Celulitis, acné, rosácea, estrías, varices y arrugas son algunos de los tratamientos que se pueden tratar gracias a los campos magnéticos.

En cuanto a la celulitis, sería efectivo principalmente en la celulitis edematosa, ya que el magnetismo ayudará a reducir el edema localizado. En el caso de una celulitis compacta o mixta, se debería trabajar en conjunto con otros equipos como puede ser ultrasonidos de 3MHz, para lograr disminuir el tamaño de las células adiposas hipertrofiadas y mejorar la calidad y elasticidad de los tabiques fibrosos.

Existen diferentes tipo de acné, inflamatorio, vulgar, conglobata, etc., la acción del magnetismo en este caso sería lograr la desinflamación de la células, obteniendo así una piel lista para poder realizar extracciones o proceder con otros tratamientos. Es importante acompañarlo de tratamientos sebo-reguladores como puede ser la aplicación de productos secativos en gabinete y domicilio del paciente, y también tratamientos exfoliantes y renovadores para lograr afinar la piel, eliminando la hiperqueratosis y  cicatrices que suelen aparecer en esta patología.

La magnetoterapia puede utilizarse también como tratamiento antiage, ayudando a reactivar y aumentar el metabolismo energético celular, que permitirá la reabsorción de productos en mayor profundidad, además de aumentar la producción de colágeno. Este tratamiento puede combinarse con terapias como radiofrecuencia, para lograr una mayor y más rápida mejora en cuanto a la calidad de la piel y su tensión. Es importante remarcar que el magneto, cumple una función anti envejecimiento, es decir, se utiliza principalmente a modo preventivo.

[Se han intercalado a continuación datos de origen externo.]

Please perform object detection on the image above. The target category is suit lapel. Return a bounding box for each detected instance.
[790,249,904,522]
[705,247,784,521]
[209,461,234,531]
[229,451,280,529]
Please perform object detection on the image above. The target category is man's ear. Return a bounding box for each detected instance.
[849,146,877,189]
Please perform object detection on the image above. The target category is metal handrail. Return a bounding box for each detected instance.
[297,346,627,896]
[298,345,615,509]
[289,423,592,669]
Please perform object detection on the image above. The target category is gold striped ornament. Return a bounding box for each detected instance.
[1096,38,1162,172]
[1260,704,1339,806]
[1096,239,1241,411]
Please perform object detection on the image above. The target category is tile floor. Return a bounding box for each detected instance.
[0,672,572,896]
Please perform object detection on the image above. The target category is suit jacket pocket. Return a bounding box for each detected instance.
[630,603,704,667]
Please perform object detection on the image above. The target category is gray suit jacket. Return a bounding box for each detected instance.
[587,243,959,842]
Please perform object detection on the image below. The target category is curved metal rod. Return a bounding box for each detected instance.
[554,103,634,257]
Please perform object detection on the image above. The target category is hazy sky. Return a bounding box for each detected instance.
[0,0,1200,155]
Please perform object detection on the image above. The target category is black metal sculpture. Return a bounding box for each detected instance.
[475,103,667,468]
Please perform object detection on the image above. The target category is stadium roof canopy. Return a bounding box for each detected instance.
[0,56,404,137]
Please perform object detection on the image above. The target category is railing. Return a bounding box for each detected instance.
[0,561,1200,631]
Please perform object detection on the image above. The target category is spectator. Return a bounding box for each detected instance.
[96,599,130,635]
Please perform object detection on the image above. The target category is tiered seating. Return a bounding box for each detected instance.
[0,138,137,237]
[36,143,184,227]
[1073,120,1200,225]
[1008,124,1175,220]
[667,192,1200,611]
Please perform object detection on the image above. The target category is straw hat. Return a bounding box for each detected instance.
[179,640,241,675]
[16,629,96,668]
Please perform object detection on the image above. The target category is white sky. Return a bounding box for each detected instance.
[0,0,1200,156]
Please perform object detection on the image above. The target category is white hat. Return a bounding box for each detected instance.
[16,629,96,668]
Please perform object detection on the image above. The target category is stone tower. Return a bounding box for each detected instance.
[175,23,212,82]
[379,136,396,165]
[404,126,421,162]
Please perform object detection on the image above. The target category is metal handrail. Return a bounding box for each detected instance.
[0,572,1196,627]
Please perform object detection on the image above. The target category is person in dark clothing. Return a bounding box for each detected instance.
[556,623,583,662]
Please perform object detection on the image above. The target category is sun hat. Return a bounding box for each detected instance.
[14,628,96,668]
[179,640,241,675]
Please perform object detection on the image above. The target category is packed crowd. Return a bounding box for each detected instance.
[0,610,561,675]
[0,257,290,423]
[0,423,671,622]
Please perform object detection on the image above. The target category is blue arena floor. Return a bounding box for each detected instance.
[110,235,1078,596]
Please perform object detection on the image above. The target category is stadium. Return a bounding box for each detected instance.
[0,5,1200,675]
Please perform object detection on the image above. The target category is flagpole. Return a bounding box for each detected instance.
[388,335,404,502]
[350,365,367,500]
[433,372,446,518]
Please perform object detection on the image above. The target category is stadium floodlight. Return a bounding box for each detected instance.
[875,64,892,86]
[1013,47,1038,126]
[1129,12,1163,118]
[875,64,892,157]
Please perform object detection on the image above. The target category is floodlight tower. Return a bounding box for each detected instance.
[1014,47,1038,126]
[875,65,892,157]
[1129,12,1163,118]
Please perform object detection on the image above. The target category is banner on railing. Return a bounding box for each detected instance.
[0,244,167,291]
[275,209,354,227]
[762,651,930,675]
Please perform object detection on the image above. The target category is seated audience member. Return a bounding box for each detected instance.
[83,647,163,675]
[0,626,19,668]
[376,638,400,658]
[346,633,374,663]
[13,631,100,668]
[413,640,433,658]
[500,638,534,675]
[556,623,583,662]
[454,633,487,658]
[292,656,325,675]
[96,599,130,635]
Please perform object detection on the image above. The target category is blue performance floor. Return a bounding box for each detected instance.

La acción desinflamatoria de esta terapia también es de gran ayuda a la hora de disminuir los eritemas o flushing propios de las pieles con rosácea, ayudando también a la regeneración de los capilares sanguíneos, que se ven afectados en esta patología.

Por último, las várices también pueden ser tratadas con magnetoterapia y obtener así la desobstrucción del sistema venoso y la mejora en cuanto a  la elasticidad de las paredes vasculares. Para la realización de este tratamiento se recomienda contar con autorización y apoyo médico.